The process a doctor uses to make a syphilis diagnosis typically includes performing a thorough medical exam and conducting certain tests. The disease can be identified in its early stages by a chancre or rash and then confirmed through laboratory tests. It can be difficult for a physician to make a syphilis diagnosis simply based on symptoms, because other diseases share similar symptoms.
In order to make a syphilis diagnosis, your doctor will likely ask a number of questions about your medical history, perform a physical exam, and recommend certain syphilis tests. As part of identifying the bacteria that causes syphilis (Treponema pallidum), the doctor will also rule out other causes of possible syphilis symptoms.
Your healthcare provider can diagnose early syphilis by seeing a chancre or rash and then confirming the diagnosis with laboratory tests. Because latent syphilis has no symptoms, it is only diagnosed by laboratory tests.
Two syphilis tests used when making a syphilis diagnosis include:
- Identifying the bacteria in a sample taken from a lesion and placed on a microscope slide (dark-field microscope)

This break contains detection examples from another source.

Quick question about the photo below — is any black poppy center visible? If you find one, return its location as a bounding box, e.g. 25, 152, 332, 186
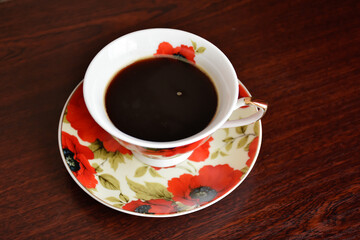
63, 148, 80, 172
135, 205, 151, 213
190, 186, 217, 203
173, 53, 186, 59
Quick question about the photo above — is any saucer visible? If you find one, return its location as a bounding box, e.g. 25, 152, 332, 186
58, 82, 262, 217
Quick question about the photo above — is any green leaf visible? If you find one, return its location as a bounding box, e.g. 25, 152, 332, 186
134, 166, 149, 177
223, 137, 234, 143
254, 121, 260, 136
99, 173, 120, 190
196, 47, 206, 53
119, 193, 129, 202
113, 203, 125, 208
235, 126, 247, 134
89, 139, 125, 171
220, 151, 229, 157
126, 177, 173, 201
210, 150, 219, 159
237, 136, 249, 148
191, 40, 197, 50
225, 142, 234, 151
149, 167, 161, 177
109, 151, 125, 171
105, 197, 119, 202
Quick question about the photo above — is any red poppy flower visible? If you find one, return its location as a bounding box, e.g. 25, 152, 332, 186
188, 137, 214, 162
168, 164, 242, 206
154, 42, 195, 63
246, 137, 259, 167
122, 199, 177, 214
61, 132, 98, 188
66, 84, 131, 154
238, 84, 250, 108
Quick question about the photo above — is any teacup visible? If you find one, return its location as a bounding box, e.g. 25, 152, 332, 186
83, 28, 267, 167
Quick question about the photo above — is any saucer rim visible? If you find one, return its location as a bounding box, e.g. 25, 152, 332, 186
58, 80, 263, 218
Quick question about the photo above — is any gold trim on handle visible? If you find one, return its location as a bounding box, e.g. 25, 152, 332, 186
244, 97, 268, 114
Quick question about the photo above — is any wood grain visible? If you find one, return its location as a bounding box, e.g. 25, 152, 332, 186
0, 0, 360, 239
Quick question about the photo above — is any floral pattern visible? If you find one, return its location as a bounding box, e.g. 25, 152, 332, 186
60, 41, 261, 216
154, 42, 195, 63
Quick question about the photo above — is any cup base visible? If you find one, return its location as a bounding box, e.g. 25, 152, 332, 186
132, 151, 192, 167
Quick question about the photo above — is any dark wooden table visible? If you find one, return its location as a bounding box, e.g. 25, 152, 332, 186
0, 0, 360, 239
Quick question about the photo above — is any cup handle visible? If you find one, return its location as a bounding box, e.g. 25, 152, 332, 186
221, 97, 268, 128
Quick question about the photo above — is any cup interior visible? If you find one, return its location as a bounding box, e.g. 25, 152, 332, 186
83, 29, 238, 148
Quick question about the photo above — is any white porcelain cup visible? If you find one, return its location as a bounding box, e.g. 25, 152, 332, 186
83, 28, 267, 167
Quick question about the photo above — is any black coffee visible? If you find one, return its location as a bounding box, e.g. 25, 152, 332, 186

- Blood test for syphilis.
Shortly after infection occurs, the body produces syphilis antibodies that can be detected by an accurate, safe, and inexpensive blood test. A low level of antibodies will stay in the blood for months or even years after the disease has been successfully treated. Because untreated syphilis in a pregnant woman can infect and possibly kill her developing baby, every pregnant woman should have a blood test for syphilis.
If your doctor thinks you might have neurosyphilis, your spinal fluid will be tested as well.